Futures Industry News
South American drought attributed to La Nina hurts crops
Dec 30, 2010 09:06 AM
The east coast of the United States may be blanketed in snow, but in corn, wheat and soyabean fields of Argentina, Brazil and Uruguay, the weather is scorching. A prolonged absence of rain is raising fears that harvests in these key agricultural nations will fall short of expectations, putting further pressure on a global commodity market already strained by Russian, Australian and Pakistani weather conditions.
The price of different grain futures are at their highest levels since the beginning of the 2008 financial crisis, with corn contracts up more than 50 percent in 2010 and soybeans up over 30 percent.
On Tuesday, corn futures for March 2011 delivery were down by 2 and 1/4 cents to 621 and 3/4 cents per bushel. March 2011 soybean futures rose 3/4 cent to $13.77 and 3/4 per bushel, while wheat futures slipped 8 and 1/2 cents to 790 and 3/4 cents per bushel.
Furthermore, futures for some other agricultural products have been buoyed, as hog and cattle farmers anticipate more-expensive feed as the price of corn rises.
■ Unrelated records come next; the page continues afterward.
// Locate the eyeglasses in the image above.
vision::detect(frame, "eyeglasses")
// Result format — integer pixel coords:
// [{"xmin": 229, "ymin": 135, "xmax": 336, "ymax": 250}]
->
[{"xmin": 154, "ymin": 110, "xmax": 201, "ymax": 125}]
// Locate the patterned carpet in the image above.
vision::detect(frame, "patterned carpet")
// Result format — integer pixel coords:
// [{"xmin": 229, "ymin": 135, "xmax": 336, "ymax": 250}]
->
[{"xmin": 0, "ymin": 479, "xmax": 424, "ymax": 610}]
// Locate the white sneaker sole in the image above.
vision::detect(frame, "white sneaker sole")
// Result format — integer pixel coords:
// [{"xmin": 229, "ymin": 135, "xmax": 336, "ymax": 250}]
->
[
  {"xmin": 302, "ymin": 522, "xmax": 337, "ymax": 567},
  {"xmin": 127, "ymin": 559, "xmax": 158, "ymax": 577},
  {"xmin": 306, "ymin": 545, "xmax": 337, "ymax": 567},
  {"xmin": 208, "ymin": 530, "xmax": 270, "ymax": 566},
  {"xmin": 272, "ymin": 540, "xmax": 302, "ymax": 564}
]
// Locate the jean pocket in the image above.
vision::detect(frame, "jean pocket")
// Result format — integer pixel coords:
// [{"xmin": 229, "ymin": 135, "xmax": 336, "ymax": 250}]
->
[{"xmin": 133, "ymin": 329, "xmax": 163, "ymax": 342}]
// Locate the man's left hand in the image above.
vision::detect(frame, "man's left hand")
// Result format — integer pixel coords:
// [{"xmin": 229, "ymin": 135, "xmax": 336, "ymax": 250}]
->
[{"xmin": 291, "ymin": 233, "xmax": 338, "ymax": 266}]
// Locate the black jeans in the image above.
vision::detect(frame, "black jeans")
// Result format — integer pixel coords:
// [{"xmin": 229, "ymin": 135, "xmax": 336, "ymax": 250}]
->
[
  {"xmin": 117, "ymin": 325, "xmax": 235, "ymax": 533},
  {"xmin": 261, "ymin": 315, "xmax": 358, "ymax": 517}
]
Live cattle futures were up 0.375 cents to $1.08625 per pound on the Chicago Mercantile Exchange.
"Some farmers haven't had enough rain to put in their second soybean crops and are seeing very poor development of their corn crops," Martin Lorenzo, a subcontractor working in the worst-affected area north of Buenos Aires, Argentina, told the Wall Street Journal.
According to figures reported by the New York financial daily, corn production in the South American nation will fall from 55 million metric tons last year to just 48 million metric tons this year. Quotas on exported corn may also fall.
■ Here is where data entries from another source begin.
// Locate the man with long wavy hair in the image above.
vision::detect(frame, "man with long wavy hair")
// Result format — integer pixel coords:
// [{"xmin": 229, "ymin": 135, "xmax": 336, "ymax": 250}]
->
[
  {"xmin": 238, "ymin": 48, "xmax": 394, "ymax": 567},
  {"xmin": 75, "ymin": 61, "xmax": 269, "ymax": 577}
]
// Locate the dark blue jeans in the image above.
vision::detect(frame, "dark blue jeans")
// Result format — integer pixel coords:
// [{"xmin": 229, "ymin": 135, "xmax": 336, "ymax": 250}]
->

The tightening supply may also lead to a spiral of prices as investors eye an opportunity to jump in on a booming commodity trade. However, futures investors and hedge funds have largely been cleared of accusations that they helped stimulate the global food crisis that wracked the globe in 2007 and 2008, financial markets.
Reports have generally suggested that the main cause of rapidly rising prices was the redirection of food to fuel and the simple gap between supply and demand.
"We think the upcoming year will parallel early 2007 and 2008 when capital was readily flowing to commodities," Richard Feltes, an agricultural commodities analyst with RJ O'Brien, told the Financial Times this week.
Weather analysts believe the hot weather in the Argentine corn-growing regions will continue through the next week. The more it cuts into this critical pollination season, the consultants say, the worse the consequences will be.
Another source of bullish momentum for investors and trepidation for consumers is the rising volatility of crude oil futures. Bloomberg News reported Wednesday that implied volatility for at-the-money oil options rose more than 25 percent in that day's trading.
Rising oil futures will make key inputs for agricultural industries and individual farmers pricier; and volatility will make it harder for those growers to hedge their exposure on the financial markets.
Overall, it looks like 2011 is going to a pricier year for food: the United Nations Food and Agriculture Organisation's food price index rose above 200 points last month. That's the first time it's broken that level since the global food crisis.